Listeria is a bacterium that can be found in water, soil, decaying vegetation and other moist environments, and can even survive in fridges. Foods may get contaminated at the primary production level or during processing, packing, or transporting.
Listeria causes a disease called listeriosis, the symptoms of which range from muscle aches, nausea and vomiting, and diarrhoea, and in extreme cases convulsions, confusion and even death. Pregnant women, children and the elderly are more susceptible to Listeria than healthy adults and advised to steer clear of foods that carry a high risk of contamination, such as raw fish and unpasteurised milk. It is more often found in chilled foods that don’t need to be reheated, such as pâté, cured meats, and pre-packed sandwiches.
After an order from the Food Standards Agency, the Old Cheese Room, a family-owned cheese shop based in Wiltshire, England, recalled several of their products, including their Baronet, Baby Baronet and Mini Baronet Soft Cheeses, following the testing and discovery of a Listeria infection in them.
They are recalling batches with best before dates of 22 March, 4 April, and 10 April, and have asked customers to return cheeses from these batches. No more Baronet cheeses of any kind have been made by them since the outbreak. They are swab testing the ripening room regularly, as well as cleaning and disinfecting it thoroughly. From now on, they have pledged to test every batch of cheese before it leaves their premises.

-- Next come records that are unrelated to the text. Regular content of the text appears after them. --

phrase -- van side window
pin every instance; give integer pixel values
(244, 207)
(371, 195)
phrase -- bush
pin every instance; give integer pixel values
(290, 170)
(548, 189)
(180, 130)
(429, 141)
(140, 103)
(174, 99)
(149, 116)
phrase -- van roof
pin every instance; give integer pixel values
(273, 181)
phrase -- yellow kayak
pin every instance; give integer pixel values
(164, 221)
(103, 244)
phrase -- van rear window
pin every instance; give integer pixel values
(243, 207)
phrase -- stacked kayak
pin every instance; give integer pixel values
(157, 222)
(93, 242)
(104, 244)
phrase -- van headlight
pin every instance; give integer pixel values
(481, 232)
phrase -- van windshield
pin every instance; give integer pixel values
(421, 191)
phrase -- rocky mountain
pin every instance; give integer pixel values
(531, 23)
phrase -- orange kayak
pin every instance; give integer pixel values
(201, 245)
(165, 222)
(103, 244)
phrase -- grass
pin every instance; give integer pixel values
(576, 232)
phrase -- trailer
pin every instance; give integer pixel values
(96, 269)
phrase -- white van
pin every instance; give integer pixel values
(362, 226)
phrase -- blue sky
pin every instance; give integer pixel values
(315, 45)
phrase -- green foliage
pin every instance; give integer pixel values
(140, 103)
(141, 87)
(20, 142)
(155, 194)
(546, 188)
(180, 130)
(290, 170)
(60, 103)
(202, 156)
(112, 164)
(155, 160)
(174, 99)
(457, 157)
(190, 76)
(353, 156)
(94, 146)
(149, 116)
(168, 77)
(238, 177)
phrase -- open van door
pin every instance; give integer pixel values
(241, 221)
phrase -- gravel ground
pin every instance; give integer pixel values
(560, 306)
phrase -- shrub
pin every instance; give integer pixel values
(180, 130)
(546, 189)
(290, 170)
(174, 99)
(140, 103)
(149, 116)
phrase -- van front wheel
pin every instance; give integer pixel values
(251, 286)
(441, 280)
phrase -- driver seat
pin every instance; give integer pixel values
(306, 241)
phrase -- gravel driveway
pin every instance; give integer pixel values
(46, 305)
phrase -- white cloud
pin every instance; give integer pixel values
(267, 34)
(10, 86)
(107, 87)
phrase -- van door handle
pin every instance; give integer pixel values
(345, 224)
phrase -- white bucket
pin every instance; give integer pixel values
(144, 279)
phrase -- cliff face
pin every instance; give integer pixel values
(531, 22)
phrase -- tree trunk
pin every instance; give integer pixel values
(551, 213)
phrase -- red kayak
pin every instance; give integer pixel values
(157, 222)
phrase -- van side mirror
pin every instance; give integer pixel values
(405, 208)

“Listeria is a persistent bacterium that can withstand high salt and high acid conditions, and it can grow at refrigeration conditions,” Marjon Wells-Bennik, a principal scientist food safety at NIZO, a contract organisation dedicated to improving food and health products, told FoodNavigator. “Many cheese types intrinsically do not support growth because of presence of lactate . . . for others (often soft cheese with a relatively high pH), growth may be possible.” Baronet, therefore, as a soft cheese, may have provided the right conditions for growth following contamination.
This is the latest in a series of Listeria outbreaks across a variety of sectors. For example, between 2021 and 2022, there was an outbreak across the UK that affected ready-to-eat smoked fish.
During the outbreak, around 14 people got listeriosis, which resulted in three deaths (all of which were people over 65). People in vulnerable groups, such as the elderly, were advised to cook smoked fish thoroughly before eating it. “Listeria is a continuous concern for – especially – ready to eat food manufacturers,” Wells-Bennik told us.
Between April and December 2022, five cases of listeriosis were linked to the products of French alternative dairy brand Jay & Joy. The company, which makes vegan cheese from cashew nuts and almond milk, recalled products made between 14 January and 30 March after the cases, which included four pregnant women, were discovered.
A subsequent investigation into their factory revealed “irregularities”, such as poor management and control of microbiological contamination risk. The company have since suspended advertising of all products made on the site. Consumers have been asked to return any of these products they may have.
“Plant based foods typically undergo a heating step, so in principle Listeria is killed,” Wells-Bennik told FoodNavigator. However, “post processing contamination is a potential concern. In principle, plant-based cheeses should not be a higher risk than any other ready-to-eat food product. But obviously, inactivation during processing and prevention of both post-processing contaminations and outgrowth in the product must be ensured.”
There are, however, measures in place to stop outbreaks from occurring. “The EC regulation 2073/2005 distinguishes between ready to eat products that support growth and products that do not support growth,” emphasised Wells-Bennik.
Furthermore, “outbreaks are stopped as soon as possible, and current outbreak investigations using whole genome sequencing are very effective to get to the source and thereby stop the distribution of possibly contaminated foods.”
Indeed, whole genome sequencing – the ability to find out the genetic information of the Listeria – is vital to identifying a recurring strain of the contaminant and identifying its source, thereby leading to the point where it can be got rid of.